Recent studies have suggested obesity should be considered a confounding factor for RA and PsA disease severity and progression [27, 28], therefore, we stratified patients into high BMI (> 25) and low BMI (< 25) (Supplementary Fig. 1C), and observed that selective metabolic markers were higher in the RA BMI high group, including Leptin (p < 0.01) and c-Peptide (p = 0.08). In contrast, SAA (p < 0.05) was decreased in the high BMI group. In PsA, an increase was observed for CRP (p = 0.07) and GLP-1 (p < 0.05) high BMI group. All the other markers were unaltered between the two groups.

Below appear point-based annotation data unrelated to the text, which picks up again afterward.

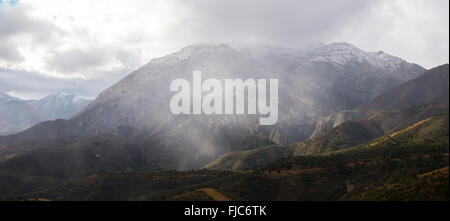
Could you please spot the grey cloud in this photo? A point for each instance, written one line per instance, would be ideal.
(9, 52)
(15, 21)
(77, 59)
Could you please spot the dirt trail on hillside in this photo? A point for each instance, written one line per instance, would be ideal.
(400, 132)
(215, 195)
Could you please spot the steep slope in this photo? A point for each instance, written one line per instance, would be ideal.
(60, 106)
(429, 86)
(333, 176)
(308, 87)
(17, 115)
(345, 135)
(431, 186)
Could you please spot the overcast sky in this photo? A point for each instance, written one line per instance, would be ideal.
(83, 47)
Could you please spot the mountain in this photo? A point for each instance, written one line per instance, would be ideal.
(314, 83)
(17, 115)
(431, 186)
(339, 175)
(349, 128)
(60, 106)
(344, 136)
(429, 86)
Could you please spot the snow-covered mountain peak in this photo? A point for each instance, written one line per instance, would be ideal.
(190, 51)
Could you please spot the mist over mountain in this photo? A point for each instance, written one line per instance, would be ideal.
(429, 86)
(17, 115)
(312, 83)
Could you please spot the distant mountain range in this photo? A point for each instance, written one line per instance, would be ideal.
(312, 84)
(408, 103)
(349, 121)
(17, 115)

RA patients can be divided into two main subgroups based on the presence or absence of autoantibodies [1, 29], therefore we stratified the RA patients into seropositive (RA+) vs. seronegative patients (RA−) (Supplementary Fig. 2A), based on the presence of RF and/or ACPA. We observed that seropositive RA patients displayed increased serum markers, including CRP (p < 0.05), SAA (p = 0.05), sICAM (p < 0.05), sVCAM (p = 0.07), and GLP-1 (p = 0.07) GIP-1. To account for the absence of autoantibodies in PsA, we compared the above markers between RA− and PsA. Interestingly, CRP was still found to be higher in RA− vs. PsA (p < 0.05), with a trending decrease observed for sICAM-1, sVCAM-1, GLP1 and GIP-1 active, although not reaching significancy (Supplementary Fig. 2B). This might suggest that the differences between RA and PsA are not only due to the lack of autoantibodies in the latter, but might be ascribed to more complex molecular mechanisms, although bigger cohorts should be used to confirm this.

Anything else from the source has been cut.